Whether those CFOs identify their businesses as thriving, surviving or struggling today, their outlook for a year from now is overwhelmingly positive.
Deal flow saw highs and lows in 2020. A strong start in Q1 shifted to a pause in Q2 as many businesses and investors braced for the initial impact of the Covid-19 pandemic. But Q3 saw the floodgates open as buyers and sellers returned to the table to close deals prior to the end of the year, driven in large part by ample access to capital and concerns about changes in political leadership and tax policy following the November elections. Uncertainty in the economic outlook for 2021 also drove seller motivation to close deals in 2020.
Despite this uncertainty about the 2021 outlook, many middle market CFOs plan to proceed with deals to aid in growing their business—with 29% seeking PE investment, 24% planning a merger or acquisition and 20% of private companies planning to pursue an IPO. Choosing the best path for growth will depend on the alignment of priorities between buyer and seller, or company and investor, along with an accurate view of a company’s risk profile and future opportunities.

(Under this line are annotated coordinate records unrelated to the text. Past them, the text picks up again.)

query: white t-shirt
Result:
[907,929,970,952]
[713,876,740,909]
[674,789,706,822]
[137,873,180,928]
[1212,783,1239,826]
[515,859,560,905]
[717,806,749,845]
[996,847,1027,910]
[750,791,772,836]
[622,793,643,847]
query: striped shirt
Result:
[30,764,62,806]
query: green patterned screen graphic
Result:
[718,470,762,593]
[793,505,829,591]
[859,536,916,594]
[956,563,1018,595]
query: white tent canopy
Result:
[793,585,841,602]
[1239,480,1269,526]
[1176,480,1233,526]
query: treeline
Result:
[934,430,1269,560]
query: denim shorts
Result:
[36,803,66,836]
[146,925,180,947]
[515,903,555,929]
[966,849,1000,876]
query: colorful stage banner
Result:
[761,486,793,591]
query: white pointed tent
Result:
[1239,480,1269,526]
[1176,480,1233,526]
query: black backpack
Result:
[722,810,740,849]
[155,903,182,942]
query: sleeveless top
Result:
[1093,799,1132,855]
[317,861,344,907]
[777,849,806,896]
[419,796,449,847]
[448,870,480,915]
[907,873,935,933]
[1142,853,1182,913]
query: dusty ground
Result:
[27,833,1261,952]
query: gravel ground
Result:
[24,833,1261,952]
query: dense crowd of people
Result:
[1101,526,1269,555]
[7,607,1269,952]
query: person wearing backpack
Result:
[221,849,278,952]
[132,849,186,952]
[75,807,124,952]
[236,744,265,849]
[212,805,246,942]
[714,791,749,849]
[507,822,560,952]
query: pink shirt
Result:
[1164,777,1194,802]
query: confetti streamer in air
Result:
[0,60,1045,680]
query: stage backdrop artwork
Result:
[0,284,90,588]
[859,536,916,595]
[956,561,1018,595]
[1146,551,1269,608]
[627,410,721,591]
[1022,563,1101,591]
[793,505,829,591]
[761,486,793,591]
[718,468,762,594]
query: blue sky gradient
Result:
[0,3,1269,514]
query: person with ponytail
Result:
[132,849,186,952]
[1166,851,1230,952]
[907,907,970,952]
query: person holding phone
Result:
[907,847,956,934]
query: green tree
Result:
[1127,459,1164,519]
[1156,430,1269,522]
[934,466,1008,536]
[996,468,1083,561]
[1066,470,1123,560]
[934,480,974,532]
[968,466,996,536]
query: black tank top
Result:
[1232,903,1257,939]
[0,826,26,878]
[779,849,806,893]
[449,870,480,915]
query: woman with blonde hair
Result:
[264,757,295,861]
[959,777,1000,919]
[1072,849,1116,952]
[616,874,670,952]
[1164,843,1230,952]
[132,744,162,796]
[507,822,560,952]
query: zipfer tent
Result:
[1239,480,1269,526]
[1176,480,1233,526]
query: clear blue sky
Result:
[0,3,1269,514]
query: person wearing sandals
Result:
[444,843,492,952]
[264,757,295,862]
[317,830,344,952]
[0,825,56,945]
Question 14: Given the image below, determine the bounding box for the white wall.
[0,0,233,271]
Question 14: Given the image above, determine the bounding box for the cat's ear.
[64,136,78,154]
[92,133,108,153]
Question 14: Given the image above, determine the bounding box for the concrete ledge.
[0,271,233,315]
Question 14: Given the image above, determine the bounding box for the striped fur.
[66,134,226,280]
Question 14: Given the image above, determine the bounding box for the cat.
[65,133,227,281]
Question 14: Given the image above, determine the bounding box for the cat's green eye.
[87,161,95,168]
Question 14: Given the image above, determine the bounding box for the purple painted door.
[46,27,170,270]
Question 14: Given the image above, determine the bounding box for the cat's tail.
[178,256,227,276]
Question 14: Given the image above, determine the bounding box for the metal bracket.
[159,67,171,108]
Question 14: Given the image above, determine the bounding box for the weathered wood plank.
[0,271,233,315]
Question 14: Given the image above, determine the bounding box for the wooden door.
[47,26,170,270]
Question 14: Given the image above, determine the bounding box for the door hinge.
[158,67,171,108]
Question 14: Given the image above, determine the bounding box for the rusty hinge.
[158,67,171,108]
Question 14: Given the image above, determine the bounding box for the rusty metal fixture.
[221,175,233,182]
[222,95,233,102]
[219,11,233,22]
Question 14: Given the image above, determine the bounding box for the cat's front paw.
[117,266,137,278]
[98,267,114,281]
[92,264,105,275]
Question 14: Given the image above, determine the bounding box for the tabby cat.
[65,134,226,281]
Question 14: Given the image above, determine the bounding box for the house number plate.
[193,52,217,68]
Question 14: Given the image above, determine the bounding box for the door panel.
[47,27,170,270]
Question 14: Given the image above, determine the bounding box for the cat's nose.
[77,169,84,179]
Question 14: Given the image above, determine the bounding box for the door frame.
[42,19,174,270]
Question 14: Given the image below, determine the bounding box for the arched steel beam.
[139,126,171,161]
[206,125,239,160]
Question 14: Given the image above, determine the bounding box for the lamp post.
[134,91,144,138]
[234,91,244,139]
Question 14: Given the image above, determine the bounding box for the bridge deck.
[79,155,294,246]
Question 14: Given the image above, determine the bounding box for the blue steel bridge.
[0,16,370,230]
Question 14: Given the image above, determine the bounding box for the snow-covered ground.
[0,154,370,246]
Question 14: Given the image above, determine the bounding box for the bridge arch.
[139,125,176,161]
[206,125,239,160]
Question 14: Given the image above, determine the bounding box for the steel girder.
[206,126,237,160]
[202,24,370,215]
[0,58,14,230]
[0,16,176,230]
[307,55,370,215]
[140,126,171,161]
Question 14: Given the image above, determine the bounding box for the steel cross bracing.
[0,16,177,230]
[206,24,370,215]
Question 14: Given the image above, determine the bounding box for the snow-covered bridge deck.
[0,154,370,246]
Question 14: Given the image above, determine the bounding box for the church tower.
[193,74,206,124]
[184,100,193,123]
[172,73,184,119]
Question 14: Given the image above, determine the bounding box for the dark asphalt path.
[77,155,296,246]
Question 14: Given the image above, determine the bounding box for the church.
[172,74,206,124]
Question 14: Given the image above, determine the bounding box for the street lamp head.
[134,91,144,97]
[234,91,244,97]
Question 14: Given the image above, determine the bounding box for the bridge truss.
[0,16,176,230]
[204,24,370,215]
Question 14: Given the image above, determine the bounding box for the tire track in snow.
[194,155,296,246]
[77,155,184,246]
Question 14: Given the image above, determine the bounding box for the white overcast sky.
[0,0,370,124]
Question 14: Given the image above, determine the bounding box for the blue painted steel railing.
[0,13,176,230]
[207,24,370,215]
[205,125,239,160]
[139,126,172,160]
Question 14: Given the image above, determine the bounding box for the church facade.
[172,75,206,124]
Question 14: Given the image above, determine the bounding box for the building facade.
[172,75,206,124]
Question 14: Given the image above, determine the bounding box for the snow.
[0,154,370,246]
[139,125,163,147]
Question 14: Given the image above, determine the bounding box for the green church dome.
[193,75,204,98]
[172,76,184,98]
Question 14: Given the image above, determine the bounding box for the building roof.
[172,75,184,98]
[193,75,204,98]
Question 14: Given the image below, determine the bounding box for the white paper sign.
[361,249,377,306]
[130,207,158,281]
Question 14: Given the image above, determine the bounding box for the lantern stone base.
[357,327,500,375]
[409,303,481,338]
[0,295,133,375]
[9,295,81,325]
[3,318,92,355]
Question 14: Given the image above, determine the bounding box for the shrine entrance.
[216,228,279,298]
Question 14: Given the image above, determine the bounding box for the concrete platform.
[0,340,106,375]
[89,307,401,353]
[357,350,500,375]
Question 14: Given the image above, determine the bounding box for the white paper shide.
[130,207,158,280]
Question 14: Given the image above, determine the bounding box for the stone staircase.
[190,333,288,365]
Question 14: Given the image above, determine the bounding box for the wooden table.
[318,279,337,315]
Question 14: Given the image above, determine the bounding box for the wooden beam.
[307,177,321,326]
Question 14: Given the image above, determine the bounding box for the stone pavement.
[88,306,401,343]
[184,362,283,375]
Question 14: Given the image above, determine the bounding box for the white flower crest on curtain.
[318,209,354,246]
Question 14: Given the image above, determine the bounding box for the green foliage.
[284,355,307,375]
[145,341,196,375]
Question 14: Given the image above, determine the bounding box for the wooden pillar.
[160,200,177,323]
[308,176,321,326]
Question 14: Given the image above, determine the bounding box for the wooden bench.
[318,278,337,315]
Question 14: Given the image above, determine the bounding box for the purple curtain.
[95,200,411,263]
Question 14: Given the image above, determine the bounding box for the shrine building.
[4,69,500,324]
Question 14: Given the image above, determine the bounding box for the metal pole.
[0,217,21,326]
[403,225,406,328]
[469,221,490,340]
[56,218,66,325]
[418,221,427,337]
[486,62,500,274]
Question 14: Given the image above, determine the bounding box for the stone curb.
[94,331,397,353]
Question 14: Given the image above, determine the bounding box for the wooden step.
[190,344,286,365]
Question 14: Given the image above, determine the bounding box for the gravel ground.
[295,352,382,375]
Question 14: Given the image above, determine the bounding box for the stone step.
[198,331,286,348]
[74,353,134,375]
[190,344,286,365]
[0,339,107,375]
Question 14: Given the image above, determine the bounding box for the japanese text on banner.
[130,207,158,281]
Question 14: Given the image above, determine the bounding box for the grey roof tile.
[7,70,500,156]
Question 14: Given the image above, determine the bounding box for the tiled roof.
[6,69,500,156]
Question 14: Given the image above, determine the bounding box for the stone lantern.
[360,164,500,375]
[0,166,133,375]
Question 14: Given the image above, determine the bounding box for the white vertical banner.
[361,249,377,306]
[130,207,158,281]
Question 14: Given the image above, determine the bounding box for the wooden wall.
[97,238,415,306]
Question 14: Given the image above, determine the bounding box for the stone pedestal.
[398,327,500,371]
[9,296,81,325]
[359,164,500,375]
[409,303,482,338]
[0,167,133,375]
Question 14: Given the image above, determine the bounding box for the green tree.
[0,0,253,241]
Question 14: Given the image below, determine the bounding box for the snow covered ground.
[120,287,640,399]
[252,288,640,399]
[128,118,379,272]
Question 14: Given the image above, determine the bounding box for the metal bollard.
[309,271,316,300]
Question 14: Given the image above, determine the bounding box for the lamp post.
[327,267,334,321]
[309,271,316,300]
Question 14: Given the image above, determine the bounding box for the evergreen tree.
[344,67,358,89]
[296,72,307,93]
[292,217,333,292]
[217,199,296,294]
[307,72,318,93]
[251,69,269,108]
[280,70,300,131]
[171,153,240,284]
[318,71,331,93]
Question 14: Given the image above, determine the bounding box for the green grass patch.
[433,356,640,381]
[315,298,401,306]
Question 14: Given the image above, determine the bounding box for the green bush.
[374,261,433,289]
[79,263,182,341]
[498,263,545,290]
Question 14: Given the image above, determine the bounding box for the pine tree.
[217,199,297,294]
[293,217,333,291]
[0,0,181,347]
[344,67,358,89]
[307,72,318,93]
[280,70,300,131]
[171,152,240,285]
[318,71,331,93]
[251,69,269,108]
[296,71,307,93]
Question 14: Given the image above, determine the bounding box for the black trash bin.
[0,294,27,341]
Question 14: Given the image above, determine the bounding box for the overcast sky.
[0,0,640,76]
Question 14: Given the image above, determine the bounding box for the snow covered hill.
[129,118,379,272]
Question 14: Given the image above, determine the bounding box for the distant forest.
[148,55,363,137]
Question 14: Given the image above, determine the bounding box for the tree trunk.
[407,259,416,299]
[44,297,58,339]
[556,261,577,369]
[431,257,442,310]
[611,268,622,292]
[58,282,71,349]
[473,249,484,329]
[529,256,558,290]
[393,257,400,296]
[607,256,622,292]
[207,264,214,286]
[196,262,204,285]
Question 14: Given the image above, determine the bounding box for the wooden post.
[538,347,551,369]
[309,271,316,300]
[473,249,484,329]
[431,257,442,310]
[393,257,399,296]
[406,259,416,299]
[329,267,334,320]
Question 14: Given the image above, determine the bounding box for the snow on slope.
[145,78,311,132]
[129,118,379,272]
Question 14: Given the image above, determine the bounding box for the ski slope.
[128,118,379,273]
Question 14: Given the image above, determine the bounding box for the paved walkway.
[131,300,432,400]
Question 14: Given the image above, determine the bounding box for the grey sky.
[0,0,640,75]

Conducting a thorough analysis of financial data can help identify those future opportunities and assess how best to unlock value.
An assessment of the 2021 deal landscape would be incomplete without addressing special purpose acquisition companies (SPACs). We’re in the midst of a SPAC surge. According to Dealogic, U.S.-listed SPACs raised $82 billion in 2020, a sixfold increase from 2019. Sparking that popularity, particularly in the current climate, is the prospect of a simpler and lower-risk process for companies considering an IPO. For every great IPO success story, there is an equally significant failure. In a volatile environment, the SPAC path to late-stage funding through a party-to-party diligence and negotiation process is likely more attractive than a roadshow with considerable pre-IPO scrutiny.
Despite the feeling of turning over a new leaf from 2020, the reality is that this year will bring an acceleration of trends that started to really pick up in the second half of last year. There will be more uncertainty and more change to come, but dealmakers are ready for the challenge and see a brighter future ahead.